# Potbox for Electric bikes/trikes, what did you use?



## HighTech (Nov 12, 2008)

Ok, this is not entirely my project and a buddy wants to just use a pot box that can handle 30 Amps to go straight to his 12 Volt DC motor. I indicated it would work, but then upon searching for any pot box to rig to his trike we are finding a variety of prices ranging from 80 bucks on up, which I thought I saw some on here that got a decent pot box for around 20 bucks, but can't remember who it was. So if any of you have converted your bike to electric, what did you use and how much and where did you buy it from?

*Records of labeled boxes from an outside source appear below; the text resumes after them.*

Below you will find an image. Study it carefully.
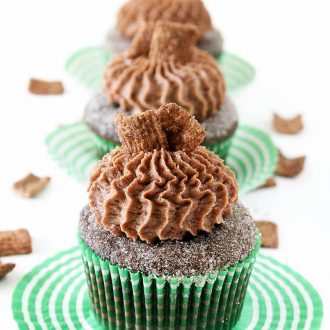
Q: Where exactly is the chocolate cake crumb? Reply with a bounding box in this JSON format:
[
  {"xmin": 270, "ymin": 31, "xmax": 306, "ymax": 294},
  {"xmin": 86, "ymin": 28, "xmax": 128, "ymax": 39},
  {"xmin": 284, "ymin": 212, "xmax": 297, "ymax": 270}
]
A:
[
  {"xmin": 79, "ymin": 203, "xmax": 257, "ymax": 277},
  {"xmin": 84, "ymin": 93, "xmax": 238, "ymax": 145}
]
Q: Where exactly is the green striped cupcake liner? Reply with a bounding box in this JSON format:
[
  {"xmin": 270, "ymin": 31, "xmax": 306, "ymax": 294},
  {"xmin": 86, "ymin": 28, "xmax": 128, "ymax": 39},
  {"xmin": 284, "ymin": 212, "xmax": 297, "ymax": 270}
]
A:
[
  {"xmin": 64, "ymin": 46, "xmax": 255, "ymax": 91},
  {"xmin": 45, "ymin": 121, "xmax": 277, "ymax": 194},
  {"xmin": 93, "ymin": 129, "xmax": 234, "ymax": 159},
  {"xmin": 79, "ymin": 238, "xmax": 260, "ymax": 329},
  {"xmin": 12, "ymin": 247, "xmax": 323, "ymax": 330}
]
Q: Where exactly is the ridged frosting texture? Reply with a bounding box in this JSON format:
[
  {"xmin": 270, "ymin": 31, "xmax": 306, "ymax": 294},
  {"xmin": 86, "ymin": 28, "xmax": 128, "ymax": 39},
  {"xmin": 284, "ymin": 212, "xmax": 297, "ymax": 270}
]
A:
[
  {"xmin": 117, "ymin": 0, "xmax": 212, "ymax": 38},
  {"xmin": 103, "ymin": 22, "xmax": 225, "ymax": 120},
  {"xmin": 89, "ymin": 104, "xmax": 238, "ymax": 243}
]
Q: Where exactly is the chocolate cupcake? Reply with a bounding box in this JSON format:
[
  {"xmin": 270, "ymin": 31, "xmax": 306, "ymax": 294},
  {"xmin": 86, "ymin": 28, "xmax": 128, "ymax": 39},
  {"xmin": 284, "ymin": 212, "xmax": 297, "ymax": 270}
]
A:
[
  {"xmin": 105, "ymin": 0, "xmax": 223, "ymax": 57},
  {"xmin": 79, "ymin": 103, "xmax": 260, "ymax": 329},
  {"xmin": 84, "ymin": 22, "xmax": 238, "ymax": 159}
]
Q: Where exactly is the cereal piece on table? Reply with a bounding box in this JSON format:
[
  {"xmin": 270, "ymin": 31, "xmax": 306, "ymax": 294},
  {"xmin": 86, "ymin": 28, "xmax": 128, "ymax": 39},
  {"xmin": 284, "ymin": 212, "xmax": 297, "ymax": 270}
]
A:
[
  {"xmin": 29, "ymin": 78, "xmax": 64, "ymax": 95},
  {"xmin": 0, "ymin": 261, "xmax": 16, "ymax": 279},
  {"xmin": 13, "ymin": 173, "xmax": 50, "ymax": 198},
  {"xmin": 0, "ymin": 229, "xmax": 32, "ymax": 256},
  {"xmin": 255, "ymin": 221, "xmax": 278, "ymax": 249},
  {"xmin": 273, "ymin": 113, "xmax": 304, "ymax": 134},
  {"xmin": 275, "ymin": 150, "xmax": 306, "ymax": 178}
]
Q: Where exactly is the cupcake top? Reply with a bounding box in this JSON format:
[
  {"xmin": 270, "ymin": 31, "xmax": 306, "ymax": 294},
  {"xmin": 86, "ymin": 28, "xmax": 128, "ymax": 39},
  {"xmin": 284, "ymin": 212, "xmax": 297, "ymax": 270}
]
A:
[
  {"xmin": 103, "ymin": 21, "xmax": 225, "ymax": 121},
  {"xmin": 89, "ymin": 103, "xmax": 238, "ymax": 243},
  {"xmin": 117, "ymin": 0, "xmax": 212, "ymax": 38}
]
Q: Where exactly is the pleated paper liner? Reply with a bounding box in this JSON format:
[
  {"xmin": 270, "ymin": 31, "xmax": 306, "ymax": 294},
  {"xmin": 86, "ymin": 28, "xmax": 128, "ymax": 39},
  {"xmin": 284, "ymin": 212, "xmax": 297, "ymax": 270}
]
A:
[
  {"xmin": 80, "ymin": 239, "xmax": 260, "ymax": 329},
  {"xmin": 12, "ymin": 247, "xmax": 323, "ymax": 330},
  {"xmin": 65, "ymin": 46, "xmax": 255, "ymax": 91},
  {"xmin": 46, "ymin": 121, "xmax": 277, "ymax": 193}
]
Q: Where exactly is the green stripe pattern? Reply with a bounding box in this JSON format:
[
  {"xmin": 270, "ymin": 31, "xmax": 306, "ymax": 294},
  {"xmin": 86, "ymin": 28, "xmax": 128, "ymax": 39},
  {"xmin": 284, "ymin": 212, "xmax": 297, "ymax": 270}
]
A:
[
  {"xmin": 46, "ymin": 121, "xmax": 277, "ymax": 193},
  {"xmin": 64, "ymin": 46, "xmax": 255, "ymax": 91},
  {"xmin": 12, "ymin": 241, "xmax": 323, "ymax": 330}
]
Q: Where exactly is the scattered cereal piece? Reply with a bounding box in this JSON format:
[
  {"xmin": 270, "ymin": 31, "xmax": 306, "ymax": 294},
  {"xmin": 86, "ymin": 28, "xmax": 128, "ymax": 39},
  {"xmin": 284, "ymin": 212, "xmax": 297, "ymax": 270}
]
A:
[
  {"xmin": 273, "ymin": 113, "xmax": 304, "ymax": 134},
  {"xmin": 257, "ymin": 178, "xmax": 276, "ymax": 189},
  {"xmin": 255, "ymin": 221, "xmax": 278, "ymax": 249},
  {"xmin": 13, "ymin": 173, "xmax": 50, "ymax": 198},
  {"xmin": 275, "ymin": 150, "xmax": 306, "ymax": 178},
  {"xmin": 29, "ymin": 78, "xmax": 64, "ymax": 95},
  {"xmin": 0, "ymin": 229, "xmax": 32, "ymax": 256},
  {"xmin": 0, "ymin": 261, "xmax": 15, "ymax": 279}
]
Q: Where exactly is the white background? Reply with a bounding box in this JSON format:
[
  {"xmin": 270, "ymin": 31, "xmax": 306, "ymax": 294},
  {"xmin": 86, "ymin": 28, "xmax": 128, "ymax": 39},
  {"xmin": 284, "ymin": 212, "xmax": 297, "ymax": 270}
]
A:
[{"xmin": 0, "ymin": 0, "xmax": 330, "ymax": 330}]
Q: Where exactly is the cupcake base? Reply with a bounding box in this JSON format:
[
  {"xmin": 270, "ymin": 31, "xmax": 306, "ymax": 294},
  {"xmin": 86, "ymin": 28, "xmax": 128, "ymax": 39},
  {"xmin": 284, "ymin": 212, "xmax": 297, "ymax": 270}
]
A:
[
  {"xmin": 105, "ymin": 28, "xmax": 223, "ymax": 57},
  {"xmin": 79, "ymin": 238, "xmax": 260, "ymax": 329},
  {"xmin": 84, "ymin": 92, "xmax": 238, "ymax": 159},
  {"xmin": 78, "ymin": 203, "xmax": 260, "ymax": 329}
]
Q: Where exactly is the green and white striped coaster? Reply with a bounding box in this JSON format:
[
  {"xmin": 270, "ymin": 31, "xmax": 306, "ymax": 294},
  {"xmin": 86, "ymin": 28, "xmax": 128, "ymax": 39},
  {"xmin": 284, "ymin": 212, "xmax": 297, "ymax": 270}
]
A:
[
  {"xmin": 12, "ymin": 247, "xmax": 323, "ymax": 330},
  {"xmin": 46, "ymin": 121, "xmax": 277, "ymax": 193},
  {"xmin": 65, "ymin": 46, "xmax": 255, "ymax": 91}
]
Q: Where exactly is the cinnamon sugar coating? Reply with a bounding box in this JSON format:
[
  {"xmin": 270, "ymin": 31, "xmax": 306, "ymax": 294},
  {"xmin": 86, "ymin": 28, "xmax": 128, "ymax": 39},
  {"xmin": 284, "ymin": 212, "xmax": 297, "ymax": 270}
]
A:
[
  {"xmin": 89, "ymin": 104, "xmax": 238, "ymax": 243},
  {"xmin": 103, "ymin": 21, "xmax": 225, "ymax": 120},
  {"xmin": 117, "ymin": 0, "xmax": 212, "ymax": 38}
]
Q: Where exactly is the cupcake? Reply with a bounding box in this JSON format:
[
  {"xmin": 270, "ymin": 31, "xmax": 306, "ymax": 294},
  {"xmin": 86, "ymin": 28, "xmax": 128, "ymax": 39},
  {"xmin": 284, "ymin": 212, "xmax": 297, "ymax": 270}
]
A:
[
  {"xmin": 84, "ymin": 22, "xmax": 238, "ymax": 159},
  {"xmin": 78, "ymin": 103, "xmax": 260, "ymax": 329},
  {"xmin": 105, "ymin": 0, "xmax": 223, "ymax": 57}
]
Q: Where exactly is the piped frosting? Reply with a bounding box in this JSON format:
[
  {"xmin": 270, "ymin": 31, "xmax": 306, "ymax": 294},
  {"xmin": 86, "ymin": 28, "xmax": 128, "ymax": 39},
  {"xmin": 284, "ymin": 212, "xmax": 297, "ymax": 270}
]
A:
[
  {"xmin": 104, "ymin": 22, "xmax": 225, "ymax": 120},
  {"xmin": 89, "ymin": 103, "xmax": 238, "ymax": 243},
  {"xmin": 117, "ymin": 0, "xmax": 212, "ymax": 39}
]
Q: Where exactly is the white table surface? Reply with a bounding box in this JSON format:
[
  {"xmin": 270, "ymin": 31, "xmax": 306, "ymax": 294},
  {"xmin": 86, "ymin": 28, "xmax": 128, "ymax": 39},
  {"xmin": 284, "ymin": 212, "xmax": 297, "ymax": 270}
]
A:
[{"xmin": 0, "ymin": 0, "xmax": 330, "ymax": 330}]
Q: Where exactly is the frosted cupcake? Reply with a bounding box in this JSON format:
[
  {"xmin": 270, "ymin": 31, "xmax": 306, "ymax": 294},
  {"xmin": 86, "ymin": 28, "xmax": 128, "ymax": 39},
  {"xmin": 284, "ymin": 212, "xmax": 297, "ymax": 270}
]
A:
[
  {"xmin": 105, "ymin": 0, "xmax": 223, "ymax": 57},
  {"xmin": 84, "ymin": 22, "xmax": 238, "ymax": 158},
  {"xmin": 79, "ymin": 103, "xmax": 260, "ymax": 329}
]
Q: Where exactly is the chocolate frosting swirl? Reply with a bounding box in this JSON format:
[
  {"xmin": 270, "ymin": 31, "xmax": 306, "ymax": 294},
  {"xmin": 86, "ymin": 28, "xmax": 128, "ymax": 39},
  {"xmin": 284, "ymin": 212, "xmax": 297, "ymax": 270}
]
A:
[
  {"xmin": 117, "ymin": 0, "xmax": 212, "ymax": 39},
  {"xmin": 104, "ymin": 22, "xmax": 225, "ymax": 120},
  {"xmin": 89, "ymin": 103, "xmax": 238, "ymax": 243}
]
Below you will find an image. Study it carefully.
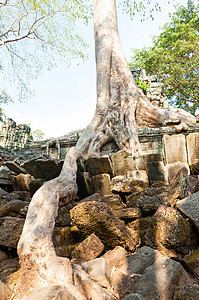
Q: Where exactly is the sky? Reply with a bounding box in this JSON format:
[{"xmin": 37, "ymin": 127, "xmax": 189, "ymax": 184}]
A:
[{"xmin": 2, "ymin": 0, "xmax": 190, "ymax": 138}]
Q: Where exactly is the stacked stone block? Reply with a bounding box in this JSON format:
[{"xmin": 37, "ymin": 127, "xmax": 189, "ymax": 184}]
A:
[{"xmin": 0, "ymin": 119, "xmax": 32, "ymax": 150}]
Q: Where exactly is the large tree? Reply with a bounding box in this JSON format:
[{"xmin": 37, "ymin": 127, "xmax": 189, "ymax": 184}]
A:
[
  {"xmin": 131, "ymin": 0, "xmax": 199, "ymax": 114},
  {"xmin": 7, "ymin": 0, "xmax": 195, "ymax": 300}
]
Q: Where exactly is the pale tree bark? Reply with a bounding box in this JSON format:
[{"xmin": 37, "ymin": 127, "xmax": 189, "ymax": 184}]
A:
[{"xmin": 10, "ymin": 0, "xmax": 196, "ymax": 299}]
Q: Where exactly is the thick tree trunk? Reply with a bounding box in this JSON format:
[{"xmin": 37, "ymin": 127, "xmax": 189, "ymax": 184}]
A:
[
  {"xmin": 76, "ymin": 0, "xmax": 196, "ymax": 155},
  {"xmin": 11, "ymin": 0, "xmax": 195, "ymax": 299}
]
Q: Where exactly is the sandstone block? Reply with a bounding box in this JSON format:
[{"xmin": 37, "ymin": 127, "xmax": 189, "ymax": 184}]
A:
[
  {"xmin": 92, "ymin": 174, "xmax": 111, "ymax": 197},
  {"xmin": 126, "ymin": 186, "xmax": 165, "ymax": 207},
  {"xmin": 166, "ymin": 161, "xmax": 190, "ymax": 182},
  {"xmin": 12, "ymin": 174, "xmax": 34, "ymax": 191},
  {"xmin": 147, "ymin": 161, "xmax": 167, "ymax": 184},
  {"xmin": 71, "ymin": 233, "xmax": 104, "ymax": 263},
  {"xmin": 111, "ymin": 175, "xmax": 148, "ymax": 195},
  {"xmin": 176, "ymin": 192, "xmax": 199, "ymax": 231},
  {"xmin": 163, "ymin": 134, "xmax": 187, "ymax": 164},
  {"xmin": 70, "ymin": 201, "xmax": 135, "ymax": 251},
  {"xmin": 187, "ymin": 132, "xmax": 199, "ymax": 164},
  {"xmin": 167, "ymin": 168, "xmax": 189, "ymax": 206},
  {"xmin": 82, "ymin": 157, "xmax": 113, "ymax": 177},
  {"xmin": 110, "ymin": 150, "xmax": 136, "ymax": 176}
]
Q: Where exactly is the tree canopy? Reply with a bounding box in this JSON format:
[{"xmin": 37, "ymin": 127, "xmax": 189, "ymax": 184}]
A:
[
  {"xmin": 130, "ymin": 0, "xmax": 199, "ymax": 114},
  {"xmin": 0, "ymin": 0, "xmax": 90, "ymax": 101}
]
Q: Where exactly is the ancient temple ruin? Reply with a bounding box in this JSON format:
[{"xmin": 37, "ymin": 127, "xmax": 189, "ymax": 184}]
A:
[{"xmin": 0, "ymin": 118, "xmax": 32, "ymax": 150}]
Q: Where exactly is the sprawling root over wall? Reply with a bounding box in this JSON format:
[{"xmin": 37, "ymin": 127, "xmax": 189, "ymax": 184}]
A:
[{"xmin": 10, "ymin": 0, "xmax": 196, "ymax": 300}]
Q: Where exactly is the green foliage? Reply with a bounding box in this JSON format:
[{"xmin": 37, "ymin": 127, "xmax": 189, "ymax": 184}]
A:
[
  {"xmin": 0, "ymin": 0, "xmax": 91, "ymax": 100},
  {"xmin": 31, "ymin": 129, "xmax": 45, "ymax": 141},
  {"xmin": 130, "ymin": 0, "xmax": 199, "ymax": 114},
  {"xmin": 135, "ymin": 79, "xmax": 149, "ymax": 95}
]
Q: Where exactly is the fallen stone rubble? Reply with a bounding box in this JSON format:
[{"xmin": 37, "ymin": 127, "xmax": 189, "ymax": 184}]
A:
[{"xmin": 0, "ymin": 151, "xmax": 199, "ymax": 300}]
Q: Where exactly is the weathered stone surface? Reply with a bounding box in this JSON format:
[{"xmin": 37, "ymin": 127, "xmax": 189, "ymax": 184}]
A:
[
  {"xmin": 189, "ymin": 159, "xmax": 199, "ymax": 175},
  {"xmin": 11, "ymin": 191, "xmax": 31, "ymax": 202},
  {"xmin": 137, "ymin": 193, "xmax": 168, "ymax": 215},
  {"xmin": 124, "ymin": 293, "xmax": 144, "ymax": 300},
  {"xmin": 167, "ymin": 168, "xmax": 189, "ymax": 206},
  {"xmin": 70, "ymin": 201, "xmax": 135, "ymax": 251},
  {"xmin": 77, "ymin": 171, "xmax": 94, "ymax": 199},
  {"xmin": 147, "ymin": 161, "xmax": 167, "ymax": 184},
  {"xmin": 55, "ymin": 206, "xmax": 72, "ymax": 227},
  {"xmin": 111, "ymin": 175, "xmax": 148, "ymax": 195},
  {"xmin": 99, "ymin": 194, "xmax": 126, "ymax": 211},
  {"xmin": 176, "ymin": 192, "xmax": 199, "ymax": 231},
  {"xmin": 111, "ymin": 269, "xmax": 136, "ymax": 299},
  {"xmin": 166, "ymin": 161, "xmax": 189, "ymax": 183},
  {"xmin": 92, "ymin": 174, "xmax": 111, "ymax": 197},
  {"xmin": 186, "ymin": 176, "xmax": 199, "ymax": 196},
  {"xmin": 115, "ymin": 207, "xmax": 142, "ymax": 221},
  {"xmin": 163, "ymin": 134, "xmax": 187, "ymax": 164},
  {"xmin": 103, "ymin": 246, "xmax": 128, "ymax": 272},
  {"xmin": 0, "ymin": 200, "xmax": 29, "ymax": 218},
  {"xmin": 15, "ymin": 285, "xmax": 78, "ymax": 300},
  {"xmin": 71, "ymin": 233, "xmax": 104, "ymax": 263},
  {"xmin": 0, "ymin": 217, "xmax": 24, "ymax": 248},
  {"xmin": 131, "ymin": 257, "xmax": 190, "ymax": 300},
  {"xmin": 187, "ymin": 132, "xmax": 199, "ymax": 164},
  {"xmin": 0, "ymin": 257, "xmax": 19, "ymax": 280},
  {"xmin": 12, "ymin": 173, "xmax": 34, "ymax": 191},
  {"xmin": 72, "ymin": 265, "xmax": 115, "ymax": 300},
  {"xmin": 81, "ymin": 157, "xmax": 113, "ymax": 176},
  {"xmin": 118, "ymin": 246, "xmax": 162, "ymax": 275},
  {"xmin": 0, "ymin": 250, "xmax": 8, "ymax": 261},
  {"xmin": 53, "ymin": 226, "xmax": 85, "ymax": 257},
  {"xmin": 5, "ymin": 161, "xmax": 27, "ymax": 174},
  {"xmin": 127, "ymin": 206, "xmax": 198, "ymax": 259},
  {"xmin": 126, "ymin": 186, "xmax": 166, "ymax": 207},
  {"xmin": 0, "ymin": 280, "xmax": 13, "ymax": 300},
  {"xmin": 184, "ymin": 248, "xmax": 199, "ymax": 280},
  {"xmin": 29, "ymin": 178, "xmax": 45, "ymax": 197},
  {"xmin": 21, "ymin": 158, "xmax": 61, "ymax": 180},
  {"xmin": 110, "ymin": 150, "xmax": 136, "ymax": 176},
  {"xmin": 81, "ymin": 257, "xmax": 111, "ymax": 289},
  {"xmin": 173, "ymin": 284, "xmax": 199, "ymax": 300},
  {"xmin": 127, "ymin": 170, "xmax": 149, "ymax": 184}
]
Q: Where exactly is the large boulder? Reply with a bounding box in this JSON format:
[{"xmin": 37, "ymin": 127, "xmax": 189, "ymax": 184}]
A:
[
  {"xmin": 70, "ymin": 201, "xmax": 136, "ymax": 251},
  {"xmin": 0, "ymin": 280, "xmax": 13, "ymax": 300},
  {"xmin": 0, "ymin": 217, "xmax": 25, "ymax": 248},
  {"xmin": 173, "ymin": 284, "xmax": 199, "ymax": 300},
  {"xmin": 127, "ymin": 206, "xmax": 198, "ymax": 259}
]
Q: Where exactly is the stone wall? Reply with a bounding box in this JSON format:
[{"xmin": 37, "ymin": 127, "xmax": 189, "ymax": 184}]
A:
[
  {"xmin": 131, "ymin": 66, "xmax": 169, "ymax": 108},
  {"xmin": 6, "ymin": 124, "xmax": 199, "ymax": 183},
  {"xmin": 0, "ymin": 119, "xmax": 32, "ymax": 150}
]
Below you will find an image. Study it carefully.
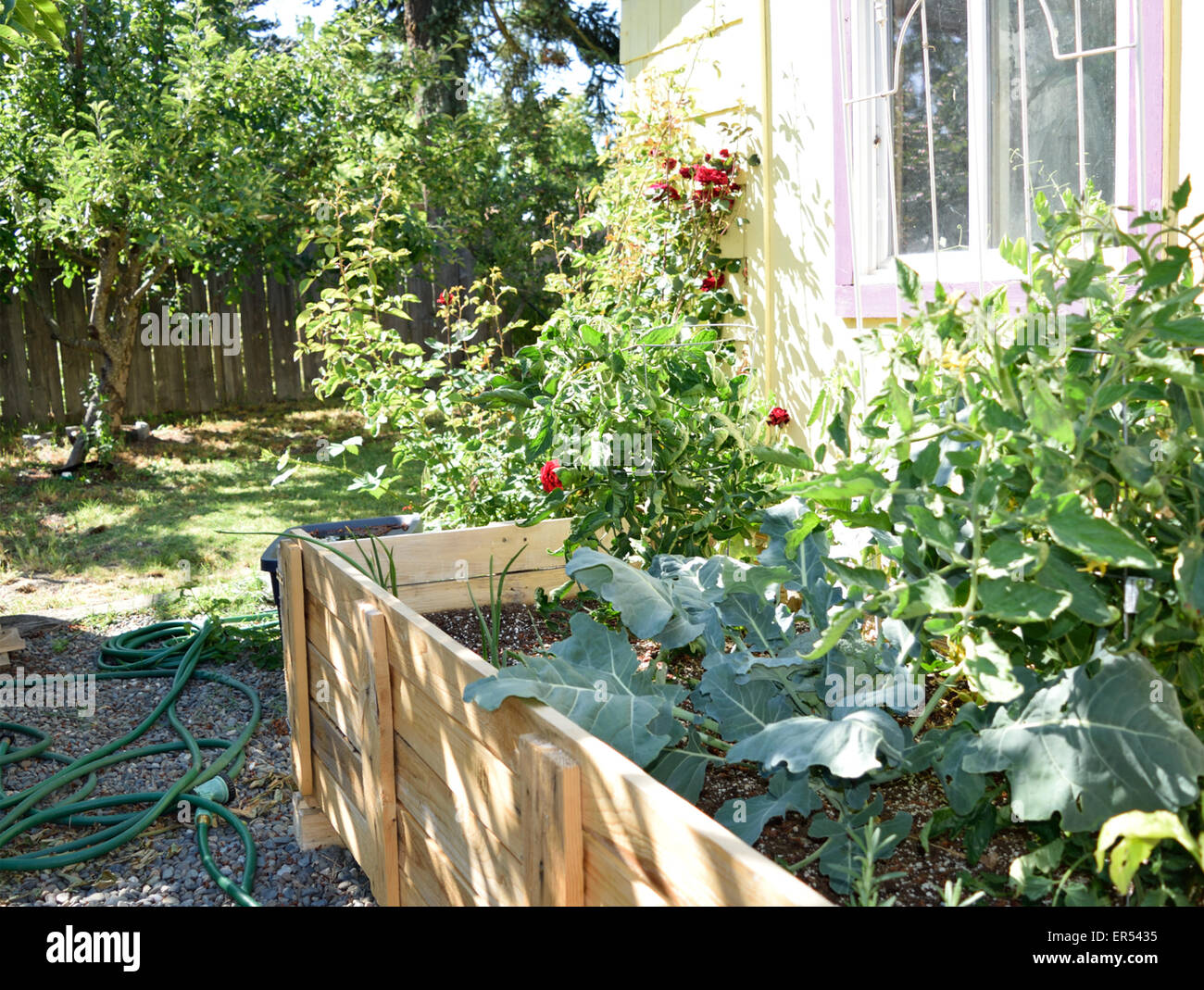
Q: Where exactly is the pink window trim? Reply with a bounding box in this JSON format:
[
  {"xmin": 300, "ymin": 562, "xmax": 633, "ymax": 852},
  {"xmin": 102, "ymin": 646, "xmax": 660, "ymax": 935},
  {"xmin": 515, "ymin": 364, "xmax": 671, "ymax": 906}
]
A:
[{"xmin": 832, "ymin": 0, "xmax": 1165, "ymax": 320}]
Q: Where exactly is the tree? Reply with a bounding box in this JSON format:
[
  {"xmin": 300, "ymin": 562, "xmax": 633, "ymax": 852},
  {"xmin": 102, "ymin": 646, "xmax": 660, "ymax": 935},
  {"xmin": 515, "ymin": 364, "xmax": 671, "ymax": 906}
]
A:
[
  {"xmin": 0, "ymin": 0, "xmax": 67, "ymax": 61},
  {"xmin": 345, "ymin": 0, "xmax": 622, "ymax": 120},
  {"xmin": 0, "ymin": 0, "xmax": 346, "ymax": 453}
]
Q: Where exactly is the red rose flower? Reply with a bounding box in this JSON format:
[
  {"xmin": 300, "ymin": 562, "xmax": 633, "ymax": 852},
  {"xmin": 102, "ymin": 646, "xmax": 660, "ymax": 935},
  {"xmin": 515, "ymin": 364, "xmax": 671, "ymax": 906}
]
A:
[
  {"xmin": 647, "ymin": 182, "xmax": 682, "ymax": 202},
  {"xmin": 539, "ymin": 458, "xmax": 565, "ymax": 493},
  {"xmin": 694, "ymin": 165, "xmax": 731, "ymax": 185}
]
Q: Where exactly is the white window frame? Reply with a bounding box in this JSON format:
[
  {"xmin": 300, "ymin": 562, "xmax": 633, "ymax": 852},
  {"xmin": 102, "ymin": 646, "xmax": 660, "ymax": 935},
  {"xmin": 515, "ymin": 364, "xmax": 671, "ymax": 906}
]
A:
[{"xmin": 838, "ymin": 0, "xmax": 1141, "ymax": 294}]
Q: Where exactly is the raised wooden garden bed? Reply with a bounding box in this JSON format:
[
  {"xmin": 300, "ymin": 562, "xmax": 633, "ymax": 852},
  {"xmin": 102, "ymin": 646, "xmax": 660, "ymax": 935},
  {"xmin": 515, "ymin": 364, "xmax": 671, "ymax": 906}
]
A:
[{"xmin": 280, "ymin": 520, "xmax": 827, "ymax": 906}]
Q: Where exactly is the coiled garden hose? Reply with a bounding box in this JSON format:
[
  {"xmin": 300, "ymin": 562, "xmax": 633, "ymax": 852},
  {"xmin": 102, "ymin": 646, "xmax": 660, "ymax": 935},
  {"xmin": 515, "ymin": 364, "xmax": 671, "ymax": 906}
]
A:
[{"xmin": 0, "ymin": 612, "xmax": 276, "ymax": 906}]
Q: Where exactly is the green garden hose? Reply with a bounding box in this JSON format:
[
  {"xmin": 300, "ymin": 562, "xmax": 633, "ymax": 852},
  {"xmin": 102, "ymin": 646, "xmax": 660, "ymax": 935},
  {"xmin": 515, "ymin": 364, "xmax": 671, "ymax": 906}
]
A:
[{"xmin": 0, "ymin": 612, "xmax": 276, "ymax": 906}]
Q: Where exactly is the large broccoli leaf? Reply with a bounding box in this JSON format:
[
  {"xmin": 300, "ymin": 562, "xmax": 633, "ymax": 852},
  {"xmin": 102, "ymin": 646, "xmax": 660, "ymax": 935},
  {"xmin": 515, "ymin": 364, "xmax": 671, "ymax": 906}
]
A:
[
  {"xmin": 960, "ymin": 652, "xmax": 1204, "ymax": 833},
  {"xmin": 464, "ymin": 612, "xmax": 685, "ymax": 766}
]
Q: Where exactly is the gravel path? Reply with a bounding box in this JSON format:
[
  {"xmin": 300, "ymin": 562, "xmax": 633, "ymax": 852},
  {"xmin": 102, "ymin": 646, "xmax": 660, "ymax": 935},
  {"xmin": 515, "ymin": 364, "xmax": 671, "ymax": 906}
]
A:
[{"xmin": 0, "ymin": 614, "xmax": 376, "ymax": 906}]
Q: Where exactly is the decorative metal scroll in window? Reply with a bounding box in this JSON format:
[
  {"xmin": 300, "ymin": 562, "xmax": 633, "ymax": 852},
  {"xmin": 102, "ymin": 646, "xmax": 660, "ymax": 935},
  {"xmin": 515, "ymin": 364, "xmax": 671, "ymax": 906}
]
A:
[{"xmin": 837, "ymin": 0, "xmax": 1145, "ymax": 305}]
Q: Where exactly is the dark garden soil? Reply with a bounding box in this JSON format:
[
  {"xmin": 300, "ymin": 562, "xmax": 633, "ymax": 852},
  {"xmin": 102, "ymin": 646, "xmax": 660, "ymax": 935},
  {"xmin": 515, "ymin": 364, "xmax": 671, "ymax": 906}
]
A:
[{"xmin": 426, "ymin": 605, "xmax": 1054, "ymax": 906}]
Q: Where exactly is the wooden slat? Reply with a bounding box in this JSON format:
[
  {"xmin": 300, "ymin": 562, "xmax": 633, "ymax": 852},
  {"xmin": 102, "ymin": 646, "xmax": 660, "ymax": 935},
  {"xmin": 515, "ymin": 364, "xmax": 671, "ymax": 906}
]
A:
[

Also, what ratings were the pot boxes? He is pretty much cheap like I am when it comes to these little test projects for amusement, but any help or ideas on a good little pot box that can handle 30 Amps DC would be great. Would like to hear different versions and if anyone used a rotating pot or just went with the rocker pot box, or which did you use?


----------



## frodus (Apr 12, 2008)

I wouldn't recomend using a potbox. Use a real controller. The range and efficiency will be complete crap with just a rheostat. at 1/2 throttle, the loss will be 1/2 through the pot and 1/2 to the motor.

And I suspect, that even though the motor may be 30A, there's nothing to limit that current, so if you really jam the motor on full, it'l draw whatever it wants to draw, which could be way higher than 30A.

Spend the money on a decent controller for a bike.


----------



## TX_Dj (Jul 25, 2008)

Yup, exactly that.

When we talk about "pot boxes" it's the little tiny thing that tells the controller how much power to apply, not the thing that carries the power between the battery and controller.

On my scooter, I use a little hall-effect twist grip that is specifically made for my controller. My controller limits continuous current around 28A, but allows spikes over 30A for a couple seconds (helpful to get rolling).


----------